İçeriğe geçmek için "Enter"a basın

Ermeni diasporası ve Amerika

Taha Akyol

TÜRK-Amerikan dostluğunun iki taraf için de köklü bir ihtiyacı olduğuna inanırım. Ancak bu, iki tarafın birbirinden talimat alacağı anlamına gelmez. Hem ortak çıkarlarımız stratejik değerdedir, hem çıkarlarımızın farklı olduğu önemli konular vardır.

Türkiye, komşuları olan Suriye, Irak ve İran’la ilişkilerinin iyi olmasını, ticaretin gelişmesini, bu ülkelerde Türkiye’ye dostça davranan yönetimlerin bulunmasını ister. Türkiye’nin bu politikası, ABD’nin bu üç ülkeye ilişkin politikalarıyla tam örtüşmüyor.

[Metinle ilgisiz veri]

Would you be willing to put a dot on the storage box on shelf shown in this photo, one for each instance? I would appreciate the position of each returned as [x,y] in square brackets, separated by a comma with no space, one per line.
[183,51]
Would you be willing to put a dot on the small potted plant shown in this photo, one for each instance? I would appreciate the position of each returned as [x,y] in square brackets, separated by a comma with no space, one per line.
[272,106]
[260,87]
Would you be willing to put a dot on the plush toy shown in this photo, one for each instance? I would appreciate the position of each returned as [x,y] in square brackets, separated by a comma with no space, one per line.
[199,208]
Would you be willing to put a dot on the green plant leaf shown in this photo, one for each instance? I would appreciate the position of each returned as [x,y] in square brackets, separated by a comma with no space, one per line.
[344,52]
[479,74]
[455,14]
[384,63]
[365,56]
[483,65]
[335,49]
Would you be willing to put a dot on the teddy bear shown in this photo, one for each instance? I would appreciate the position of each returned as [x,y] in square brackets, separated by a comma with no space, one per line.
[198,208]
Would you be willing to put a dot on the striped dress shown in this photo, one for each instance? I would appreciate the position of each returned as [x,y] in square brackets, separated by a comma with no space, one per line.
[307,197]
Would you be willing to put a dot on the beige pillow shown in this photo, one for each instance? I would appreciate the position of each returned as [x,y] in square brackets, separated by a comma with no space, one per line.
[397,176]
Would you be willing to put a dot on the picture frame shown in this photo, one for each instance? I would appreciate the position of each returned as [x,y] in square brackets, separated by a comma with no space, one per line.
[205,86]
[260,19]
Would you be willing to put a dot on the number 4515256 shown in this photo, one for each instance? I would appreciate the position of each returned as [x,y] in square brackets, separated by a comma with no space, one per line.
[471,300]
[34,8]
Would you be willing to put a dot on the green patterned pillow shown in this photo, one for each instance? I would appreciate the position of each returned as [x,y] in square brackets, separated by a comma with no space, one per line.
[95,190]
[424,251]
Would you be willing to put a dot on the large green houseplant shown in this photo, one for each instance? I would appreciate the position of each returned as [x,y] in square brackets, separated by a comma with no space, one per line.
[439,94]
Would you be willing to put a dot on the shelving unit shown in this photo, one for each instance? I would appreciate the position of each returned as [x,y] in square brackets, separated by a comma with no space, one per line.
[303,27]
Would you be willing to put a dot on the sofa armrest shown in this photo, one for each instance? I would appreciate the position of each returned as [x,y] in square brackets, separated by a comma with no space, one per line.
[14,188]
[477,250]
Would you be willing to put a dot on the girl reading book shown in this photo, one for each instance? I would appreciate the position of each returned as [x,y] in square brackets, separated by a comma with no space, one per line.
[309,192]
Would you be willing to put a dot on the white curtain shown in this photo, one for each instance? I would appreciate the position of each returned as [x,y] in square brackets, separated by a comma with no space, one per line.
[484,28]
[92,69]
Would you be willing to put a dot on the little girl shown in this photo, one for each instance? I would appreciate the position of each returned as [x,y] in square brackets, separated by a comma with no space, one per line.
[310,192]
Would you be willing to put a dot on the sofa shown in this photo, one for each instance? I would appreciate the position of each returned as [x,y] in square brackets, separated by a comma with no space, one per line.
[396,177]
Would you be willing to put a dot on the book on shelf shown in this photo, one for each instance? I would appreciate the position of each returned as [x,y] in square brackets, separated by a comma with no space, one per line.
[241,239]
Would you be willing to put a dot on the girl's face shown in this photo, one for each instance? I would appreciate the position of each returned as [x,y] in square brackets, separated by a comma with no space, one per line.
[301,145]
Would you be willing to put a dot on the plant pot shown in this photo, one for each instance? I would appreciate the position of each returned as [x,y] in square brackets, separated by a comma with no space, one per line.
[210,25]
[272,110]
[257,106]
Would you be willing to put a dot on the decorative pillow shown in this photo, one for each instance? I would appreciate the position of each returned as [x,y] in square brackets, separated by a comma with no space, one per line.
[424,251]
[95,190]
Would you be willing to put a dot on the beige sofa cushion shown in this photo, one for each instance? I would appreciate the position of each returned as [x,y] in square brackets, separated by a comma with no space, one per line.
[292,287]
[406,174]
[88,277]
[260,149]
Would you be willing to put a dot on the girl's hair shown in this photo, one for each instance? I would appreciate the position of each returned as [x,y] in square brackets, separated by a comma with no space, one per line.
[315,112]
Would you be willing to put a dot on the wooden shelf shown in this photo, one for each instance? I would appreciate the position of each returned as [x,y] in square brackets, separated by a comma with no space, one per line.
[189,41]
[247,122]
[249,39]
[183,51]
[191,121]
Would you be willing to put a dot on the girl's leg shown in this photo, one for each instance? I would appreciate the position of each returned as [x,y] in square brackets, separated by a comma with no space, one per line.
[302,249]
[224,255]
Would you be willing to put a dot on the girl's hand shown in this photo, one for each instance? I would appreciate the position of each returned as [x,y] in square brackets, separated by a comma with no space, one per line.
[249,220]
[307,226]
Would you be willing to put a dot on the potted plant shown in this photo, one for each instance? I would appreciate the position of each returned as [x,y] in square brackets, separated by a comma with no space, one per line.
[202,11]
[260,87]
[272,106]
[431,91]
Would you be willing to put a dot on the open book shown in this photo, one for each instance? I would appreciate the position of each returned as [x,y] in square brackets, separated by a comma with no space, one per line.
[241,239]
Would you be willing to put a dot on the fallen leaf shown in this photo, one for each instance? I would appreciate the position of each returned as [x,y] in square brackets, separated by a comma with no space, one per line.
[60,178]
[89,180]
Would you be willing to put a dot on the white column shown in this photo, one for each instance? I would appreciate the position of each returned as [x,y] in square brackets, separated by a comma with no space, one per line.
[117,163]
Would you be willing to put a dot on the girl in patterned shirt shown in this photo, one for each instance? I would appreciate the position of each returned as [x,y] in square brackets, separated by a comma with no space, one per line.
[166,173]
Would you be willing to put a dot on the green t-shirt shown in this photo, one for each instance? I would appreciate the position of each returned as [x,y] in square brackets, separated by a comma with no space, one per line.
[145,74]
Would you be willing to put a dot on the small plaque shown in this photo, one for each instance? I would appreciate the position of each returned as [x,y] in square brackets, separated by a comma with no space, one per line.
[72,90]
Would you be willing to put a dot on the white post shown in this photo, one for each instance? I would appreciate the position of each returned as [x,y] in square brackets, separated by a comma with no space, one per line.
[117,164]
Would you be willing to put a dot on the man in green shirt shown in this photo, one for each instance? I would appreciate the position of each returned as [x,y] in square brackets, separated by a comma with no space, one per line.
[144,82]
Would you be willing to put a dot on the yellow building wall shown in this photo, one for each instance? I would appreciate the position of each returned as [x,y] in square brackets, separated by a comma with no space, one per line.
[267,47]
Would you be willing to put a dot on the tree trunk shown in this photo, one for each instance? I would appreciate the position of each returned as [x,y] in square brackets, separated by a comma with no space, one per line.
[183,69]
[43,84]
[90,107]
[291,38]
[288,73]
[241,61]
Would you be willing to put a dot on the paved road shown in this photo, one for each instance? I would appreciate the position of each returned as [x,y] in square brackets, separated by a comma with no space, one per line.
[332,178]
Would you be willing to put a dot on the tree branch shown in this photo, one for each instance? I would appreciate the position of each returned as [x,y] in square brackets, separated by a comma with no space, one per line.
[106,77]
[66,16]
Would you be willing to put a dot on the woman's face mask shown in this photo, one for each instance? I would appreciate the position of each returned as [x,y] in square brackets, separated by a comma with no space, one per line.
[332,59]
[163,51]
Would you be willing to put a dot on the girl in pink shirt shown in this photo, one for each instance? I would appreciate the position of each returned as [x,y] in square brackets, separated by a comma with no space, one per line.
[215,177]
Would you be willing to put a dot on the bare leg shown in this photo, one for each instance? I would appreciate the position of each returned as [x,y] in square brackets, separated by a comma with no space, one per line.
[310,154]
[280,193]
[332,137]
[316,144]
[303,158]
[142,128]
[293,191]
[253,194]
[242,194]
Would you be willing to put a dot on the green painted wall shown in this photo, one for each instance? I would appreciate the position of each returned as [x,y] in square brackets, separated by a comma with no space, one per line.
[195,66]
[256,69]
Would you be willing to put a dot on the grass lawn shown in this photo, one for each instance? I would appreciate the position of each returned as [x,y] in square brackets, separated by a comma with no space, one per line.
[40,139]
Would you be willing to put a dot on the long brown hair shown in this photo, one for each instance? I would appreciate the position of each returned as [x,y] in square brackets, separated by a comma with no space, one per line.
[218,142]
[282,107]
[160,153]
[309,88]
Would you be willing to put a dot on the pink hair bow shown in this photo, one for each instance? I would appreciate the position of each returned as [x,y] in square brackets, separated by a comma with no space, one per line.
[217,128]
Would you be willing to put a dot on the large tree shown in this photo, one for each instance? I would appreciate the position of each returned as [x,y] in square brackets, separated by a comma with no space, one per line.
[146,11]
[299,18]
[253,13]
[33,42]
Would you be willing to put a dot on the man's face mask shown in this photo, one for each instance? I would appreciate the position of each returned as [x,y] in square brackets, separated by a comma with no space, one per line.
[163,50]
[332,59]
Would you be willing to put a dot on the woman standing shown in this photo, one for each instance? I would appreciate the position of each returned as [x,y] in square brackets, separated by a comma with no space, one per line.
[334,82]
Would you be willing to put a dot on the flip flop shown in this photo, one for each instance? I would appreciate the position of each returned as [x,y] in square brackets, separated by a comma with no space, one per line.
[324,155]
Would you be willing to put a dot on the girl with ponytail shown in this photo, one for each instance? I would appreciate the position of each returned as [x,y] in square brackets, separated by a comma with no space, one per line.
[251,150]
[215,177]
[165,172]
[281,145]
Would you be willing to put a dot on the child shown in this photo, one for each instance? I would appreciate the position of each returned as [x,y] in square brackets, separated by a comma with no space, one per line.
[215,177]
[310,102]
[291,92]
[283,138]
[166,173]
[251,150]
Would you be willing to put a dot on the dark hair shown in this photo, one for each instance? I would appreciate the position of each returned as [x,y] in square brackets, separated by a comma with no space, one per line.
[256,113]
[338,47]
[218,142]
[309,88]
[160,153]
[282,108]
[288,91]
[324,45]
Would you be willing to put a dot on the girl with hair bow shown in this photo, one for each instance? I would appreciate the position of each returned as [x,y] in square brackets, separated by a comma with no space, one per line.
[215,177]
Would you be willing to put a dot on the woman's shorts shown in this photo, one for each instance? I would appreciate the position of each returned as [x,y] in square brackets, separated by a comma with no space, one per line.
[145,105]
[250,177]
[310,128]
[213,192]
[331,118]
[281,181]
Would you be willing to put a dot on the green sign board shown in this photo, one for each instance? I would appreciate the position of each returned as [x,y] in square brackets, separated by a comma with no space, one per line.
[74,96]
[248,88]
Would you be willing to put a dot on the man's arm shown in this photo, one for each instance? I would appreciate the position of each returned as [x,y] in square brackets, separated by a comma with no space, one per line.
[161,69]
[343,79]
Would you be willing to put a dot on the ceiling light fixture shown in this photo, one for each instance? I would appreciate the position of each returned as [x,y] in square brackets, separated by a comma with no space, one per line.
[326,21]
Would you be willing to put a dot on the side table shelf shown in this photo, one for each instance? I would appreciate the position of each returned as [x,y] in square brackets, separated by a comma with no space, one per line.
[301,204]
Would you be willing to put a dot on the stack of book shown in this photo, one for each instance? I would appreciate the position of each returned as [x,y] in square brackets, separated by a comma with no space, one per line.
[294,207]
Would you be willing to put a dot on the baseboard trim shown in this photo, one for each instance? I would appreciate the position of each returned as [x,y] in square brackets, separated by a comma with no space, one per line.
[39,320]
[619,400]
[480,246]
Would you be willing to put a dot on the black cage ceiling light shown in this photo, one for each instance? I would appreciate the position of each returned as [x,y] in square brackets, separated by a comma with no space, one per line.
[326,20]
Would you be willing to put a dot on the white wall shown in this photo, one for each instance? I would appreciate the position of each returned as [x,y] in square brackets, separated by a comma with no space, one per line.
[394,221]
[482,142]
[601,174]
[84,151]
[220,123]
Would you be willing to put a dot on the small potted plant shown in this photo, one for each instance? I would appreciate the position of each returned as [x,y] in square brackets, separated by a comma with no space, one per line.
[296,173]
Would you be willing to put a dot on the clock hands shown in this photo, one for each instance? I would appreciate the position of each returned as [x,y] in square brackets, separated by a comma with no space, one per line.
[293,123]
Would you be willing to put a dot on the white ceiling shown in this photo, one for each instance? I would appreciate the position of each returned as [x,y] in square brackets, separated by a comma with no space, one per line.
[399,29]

Üç komşu ülke ile Türkiye’nin ticareti kabaca 10 milyar dolar demektir! Orta Asya ile Türkiye arasındaki 5 bin kadar TIR seferi İran üzerinden yapılmaktadır; Kafkasya yolunu Ermenistan tıkadığı için!

Bugünkü Kuzey Irak ile PKK’nın eskiden Suriye’de yuvalanmış olması, Türkiye’nin güvenlik endişelerinin ne kadar haklı olduğunu doğruluyor.

Bush’un mesajı

Tabii sorunlar ak-kara değil. Ahmedinecad rejimi herkesi rahatsız ediyor, nükleer bir İran herkes için bir tehdittir! Suriye reformları hızlandırmalıdır! ABD Kuzey Irak’ta güvenlik konusunda Türkiye’nin kaygılarını karşılayacak şekilde inisiyatif almalıdır.

Condoleezza Rice’ın ülkemizi ziyareti “ortak çıkarların daha fazla yoğunlaştırılması” bakımından yararlı geçti; iki ülkenin ortak bir “vizyon belgesi” hazırlayacak olması çok olumlu bir gelişme.

Rice’ın bu ziyaretine gölge düşüren husus, Başkan Bush’un “Ermeni Anma Mesajı” oldu.

Bush 24 Nisan 1915’in yıldönümü için yayımladığı mesajda “soykırım” demedi ama, önceki Amerikan başkanlarından bir adım öteye giderek, 1915 olaylarını “soykırım” diye niteleyen bir rapora atıfta bulundu! Bu tavrıyla Türk-Amerikan dostluğunda bir hasar yarattı!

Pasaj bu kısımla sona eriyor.